La mouvance prodémocratie à Hong Kong a encaissé vendredi une nouvelle gifle avec le report d’un an des législatives pour cause de coronavirus, au terme d’un mois marqué par la disqualification de leurs candidats, des arrestations d’étudiants et le départ en exil de figures de l’opposition.

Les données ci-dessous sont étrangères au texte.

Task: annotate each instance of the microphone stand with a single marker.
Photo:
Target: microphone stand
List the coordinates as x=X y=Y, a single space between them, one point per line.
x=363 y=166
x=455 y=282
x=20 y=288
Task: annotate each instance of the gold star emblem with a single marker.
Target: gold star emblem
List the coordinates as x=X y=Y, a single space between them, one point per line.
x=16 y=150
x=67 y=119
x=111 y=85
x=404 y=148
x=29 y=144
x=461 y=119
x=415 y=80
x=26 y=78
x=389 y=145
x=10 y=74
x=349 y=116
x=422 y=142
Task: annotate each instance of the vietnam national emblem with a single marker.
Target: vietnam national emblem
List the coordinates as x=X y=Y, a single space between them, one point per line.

Un an après des manifestations sans précédent dans l’ex-colonie britannique depuis sa rétrocession en 1997, le pouvoir central chinois a engagé une reprise en main musclée de son territoire semi-autonome au travers d’une loi draconienne sur la sécurité nationale imposée fin juin. Beaucoup d’opposants l’avaient présentée comme le dernier clou sur le cercueil du principe « un pays, deux systèmes », qui était censé garantir jusqu’en 2047 des libertés inconnues ailleurs en Chine continentale. Les semaines qui ont suivi son adoption on confirmé la crispation brutale, avec une répression contre les prodémocratie.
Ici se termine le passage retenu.